Get the number of statements in a model.

Parameters
  • model_id (str) – The standard name of the model.

  • date (str) – The date when the model was generated.

Returns

The number of statements in the model.

Return type

int

get_oldest_date(model_id)[source]

Get the oldest date this model is available for.

Parameters

model_id (str) – The standard name of the model.

Returns

The oldest date this model is available for.

Return type

str

get_path_counts(model_id, date=None)[source]

Get the path counts for statements.

Parameters
  • model_id (str) – The standard name of the model.

  • date (str) – The date when the model was generated.

Returns

A dictionary mapping statement hashes to the number of times they were used in the paths.

Return type

dict[str, int]

get_statements(model_id, date=None, offset=0, limit=None, sort_by=None, stmt_types=None, min_belief=None, max_belief=None)[source]

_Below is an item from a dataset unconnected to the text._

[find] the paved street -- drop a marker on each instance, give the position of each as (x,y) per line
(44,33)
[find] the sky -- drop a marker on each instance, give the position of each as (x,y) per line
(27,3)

Load the statements by model and date.

Parameters
  • model_id (str) – The standard name of the model to get statements for.

  • date (str) – The date when the model was generated.

  • offset (int) – The offset to start at.

  • limit (int) – The number of statements to return.

Returns

A list of statements corresponding to the model and date.

Return type

list[indra.statements.Statement]

get_statements_by_hash(model_id, date, stmt_hashes)[source]

Get statements by hash.

Parameters
  • model_id (str) – The standard name of the model to get statements for.

  • date (str) – The date when the model was generated.

  • stmt_hashes (list[str]) – A list of statement hashes to get statements for.

Returns

A list of statements corresponding to the model and date.

Return type

list[indra.statements.Statement]

update_statements_path_counts(model_id, date, path_counts)[source]

Update the path counts for statements. The update is incremental because we can have the statement used in the paths in different test corpora.

Parameters
  • model_id (str) – The standard name of the model.

  • date (str) – The date when the model was generated.

  • path_counts (dict[int, int]) – A dictionary mapping statement hashes to the number of times they were used in the paths.